Mais pas autant que la maladie de corps de Lewy, une maladie neurodégénérative qui entraîne un déclin cognitif, des hallucinations et des symptômes moteurs similaires à la maladie de Parkinson, dont il était atteint. Une maladie qui l’a empêché de répondre à ses questions. « Pendant des mois, je l’ai visité aux deux jours. Il me reconnaissait, mais il était dans un stade avancé de la maladie. Il était dans l’errance, dans la démence, à peine capable de parler. Un médecin m’a dit que ceux qui en souffraient retrouvaient à un moment donné leur lucidité. Un signe de l’imminence de la mort. C’est ce qui lui est arrivé. Pendant le mois qui a suivi le retour de son esprit, j’ai été le voir quotidiennement. J’amenais des photos de sa jeunesse. Il les regardait et là, la mémoire lui revenait et on discutait. En tout j’ai pu lui poser une question et sa réponse a duré 4 minutes. C’était ça, sa collaboration au livre. »

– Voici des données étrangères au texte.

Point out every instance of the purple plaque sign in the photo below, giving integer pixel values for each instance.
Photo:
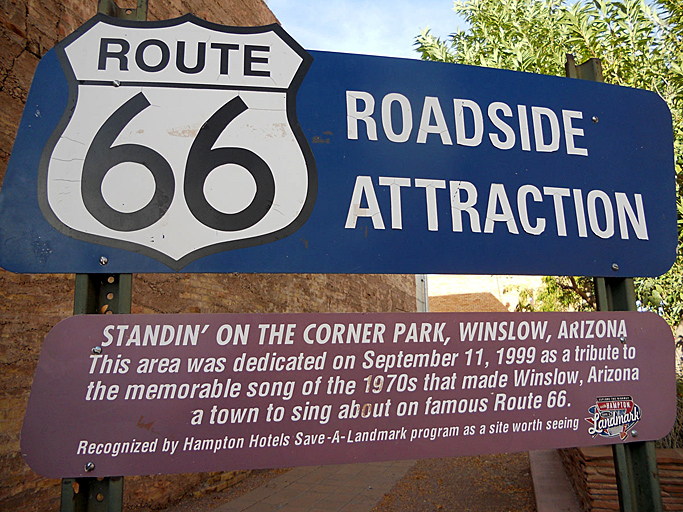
(129, 394)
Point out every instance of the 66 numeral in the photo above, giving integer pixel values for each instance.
(201, 160)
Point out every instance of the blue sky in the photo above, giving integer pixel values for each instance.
(374, 27)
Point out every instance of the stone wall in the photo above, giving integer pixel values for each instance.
(32, 304)
(466, 303)
(591, 471)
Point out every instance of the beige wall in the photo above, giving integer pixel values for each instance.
(31, 304)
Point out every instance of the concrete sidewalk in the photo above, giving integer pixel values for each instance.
(343, 488)
(359, 487)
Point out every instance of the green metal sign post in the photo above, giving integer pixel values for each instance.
(101, 294)
(635, 463)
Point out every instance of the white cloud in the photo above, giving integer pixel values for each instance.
(378, 27)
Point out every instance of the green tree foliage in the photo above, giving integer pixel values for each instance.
(640, 45)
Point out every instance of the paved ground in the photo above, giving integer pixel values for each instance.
(490, 483)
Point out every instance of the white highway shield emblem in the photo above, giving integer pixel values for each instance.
(181, 139)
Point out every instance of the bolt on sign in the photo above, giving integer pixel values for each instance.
(182, 145)
(192, 393)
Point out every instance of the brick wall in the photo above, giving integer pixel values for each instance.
(591, 471)
(31, 304)
(466, 302)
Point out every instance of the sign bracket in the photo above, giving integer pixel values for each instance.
(635, 463)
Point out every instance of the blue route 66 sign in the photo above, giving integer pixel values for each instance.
(182, 145)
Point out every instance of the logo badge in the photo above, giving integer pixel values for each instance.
(613, 416)
(181, 139)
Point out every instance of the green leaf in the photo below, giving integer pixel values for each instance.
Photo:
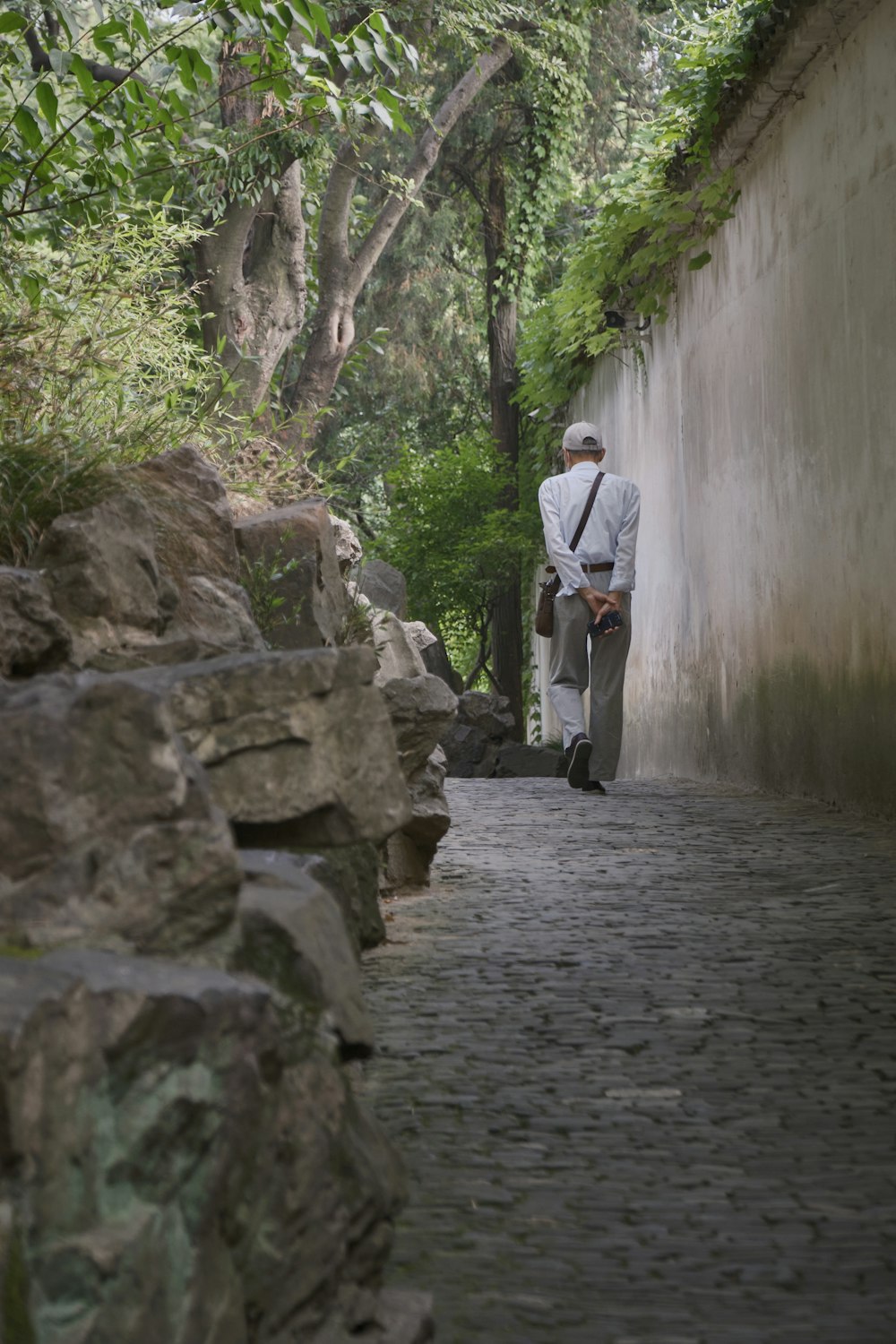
(83, 77)
(29, 128)
(47, 102)
(319, 15)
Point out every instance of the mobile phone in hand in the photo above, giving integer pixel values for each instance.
(606, 625)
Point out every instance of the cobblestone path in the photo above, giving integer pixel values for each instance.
(640, 1053)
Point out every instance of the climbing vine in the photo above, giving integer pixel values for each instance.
(667, 203)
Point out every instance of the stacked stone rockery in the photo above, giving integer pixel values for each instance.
(481, 745)
(188, 844)
(422, 707)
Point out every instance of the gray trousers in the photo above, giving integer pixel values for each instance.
(600, 672)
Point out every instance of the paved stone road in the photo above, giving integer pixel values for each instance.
(640, 1054)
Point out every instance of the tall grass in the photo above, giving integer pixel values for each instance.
(99, 368)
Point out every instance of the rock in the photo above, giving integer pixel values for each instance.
(487, 712)
(102, 572)
(185, 1168)
(410, 852)
(484, 723)
(384, 586)
(108, 831)
(298, 746)
(297, 542)
(437, 661)
(349, 548)
(516, 760)
(406, 866)
(421, 709)
(397, 650)
(32, 636)
(349, 873)
(432, 817)
(194, 527)
(421, 634)
(470, 754)
(293, 937)
(392, 1317)
(217, 615)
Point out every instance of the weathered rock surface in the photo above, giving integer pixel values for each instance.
(101, 567)
(481, 746)
(484, 723)
(437, 661)
(108, 831)
(32, 636)
(150, 569)
(421, 709)
(194, 527)
(185, 1168)
(298, 746)
(297, 542)
(397, 650)
(293, 937)
(389, 1317)
(384, 586)
(349, 548)
(217, 613)
(517, 761)
(470, 753)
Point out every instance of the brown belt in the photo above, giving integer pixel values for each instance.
(589, 569)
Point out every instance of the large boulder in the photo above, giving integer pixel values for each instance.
(517, 761)
(293, 935)
(187, 500)
(101, 567)
(422, 710)
(397, 650)
(471, 745)
(384, 586)
(151, 569)
(297, 545)
(32, 634)
(298, 746)
(108, 831)
(187, 1166)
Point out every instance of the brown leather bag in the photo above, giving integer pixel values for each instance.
(544, 610)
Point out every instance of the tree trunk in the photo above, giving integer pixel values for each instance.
(341, 274)
(506, 626)
(253, 296)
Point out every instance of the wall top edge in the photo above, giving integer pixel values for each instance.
(786, 69)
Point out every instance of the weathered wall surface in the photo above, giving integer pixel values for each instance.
(763, 438)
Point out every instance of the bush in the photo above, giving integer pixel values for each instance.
(454, 539)
(99, 368)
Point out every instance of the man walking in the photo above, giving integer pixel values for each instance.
(606, 547)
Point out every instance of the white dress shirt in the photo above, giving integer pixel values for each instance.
(608, 535)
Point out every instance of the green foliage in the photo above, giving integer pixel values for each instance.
(15, 1314)
(261, 581)
(97, 368)
(91, 102)
(452, 538)
(651, 212)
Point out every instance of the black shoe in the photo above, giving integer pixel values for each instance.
(579, 752)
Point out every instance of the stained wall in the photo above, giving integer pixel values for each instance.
(762, 432)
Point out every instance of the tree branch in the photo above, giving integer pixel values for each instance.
(425, 156)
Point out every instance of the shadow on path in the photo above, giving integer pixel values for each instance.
(640, 1055)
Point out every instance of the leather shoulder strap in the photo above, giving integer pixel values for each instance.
(592, 495)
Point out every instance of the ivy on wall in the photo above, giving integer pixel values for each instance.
(669, 202)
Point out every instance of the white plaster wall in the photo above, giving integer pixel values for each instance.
(764, 446)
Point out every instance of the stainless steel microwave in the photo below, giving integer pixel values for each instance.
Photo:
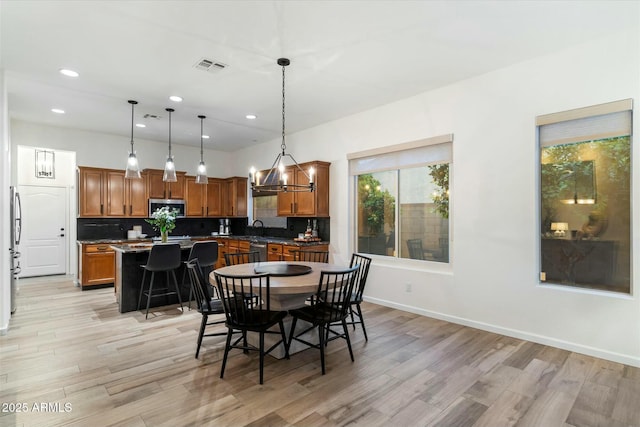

                                               


Une chance, le bédéiste lui avait donné accès à toutes ses archives. 50 ans d’archives pêle-mêle, sans classement. « Un véritable capharnaüm cosmique, rigole-t-il. Il conservait tout. » Un immense jeu de piste où l’enquêteur Leduc tentait de saisir l’insaisissable « Il m’a habité pendant toute la période où j’ai classé ses documents. À force de le côtoyer, par l’intermédiaire de ses archives et de ses correspondances, j’ai fini par comprendre sa logique. » C’est d’ailleurs dans ses nombreuses lettres, donc celle avec le mythique poète Claude Péloquin, qui a joué un rôle important dans sa vie, que la personnalité du bédéiste s’est dévoilée le plus.

                                        

 crédit photo : Gilles Desjardins

Si on peut regretter que Pierre Fournier, fabuleux conteur toujours en manque d’anecdotes, n’ait pu répondre aux questions du biographe, l’auteur a fait tout son possible pour lui laisser la parole. « J’ai construit le bouquin de façon à ce qu’on entende sa voix. Toutes les informations que j’avance sont corroborées par ses citations. Je devais m’effacer et lui laisser toute la place. C’est son livre. Si un inconnu, qui ne le connaît pas, sent sa présence dans les pages du livre, c’est que j’ai réussi mon travail. »

Véritable travail d’archéologie, le projet naît dans la foulée des entrevues pour le livre Les années Croc, coécrit avec Michel Viau. « Pour la recherche du bouquin, j’ai parlé plusieurs fois à Pierre. Au fil du temps on est devenus amis. En 2015 il m’a fait part de son désir de travailler sur une intégrale du Capitaine Kébec. Un livre d’entretiens où il se serait confié et où on aurait fouillé dans ses archives. »

Mais voilà, la pandémie arrive et par la suite le terrible diagnostic de sa maladie. « Au début de février 2022, il m’a convoqué dans sa cuisine. Il m’a confié la mission de faire le livre. Très affaibli, il m’a fait faire le tour de ses archives. » Des piles et des piles de boîtes dans son atelier et dans sa cave. Le lendemain, il partait pour l’hôpital pour ne plus revenir chez lui

« Ce livre est une promesse que j’ai faite à un ami » explique Jean Dominic Leduc après un émotif moment de silence. Je pense qu’il serait content… enfin je l’espère. Ses proches, eux, le sont. Pierre m’a fait confiance. Il savait que j’y arriverais. C’est pour ça qu’il me l’a demandé. Au CHSLD, quand il a retrouvé ses esprits, il m’a remercié », conclut-il la voix défaillante.

On ne peut rêver de plus belle approbation.

Jean-Dominic Leduc, Pierre Fournier, le capitaine Kébec, La Pastèque.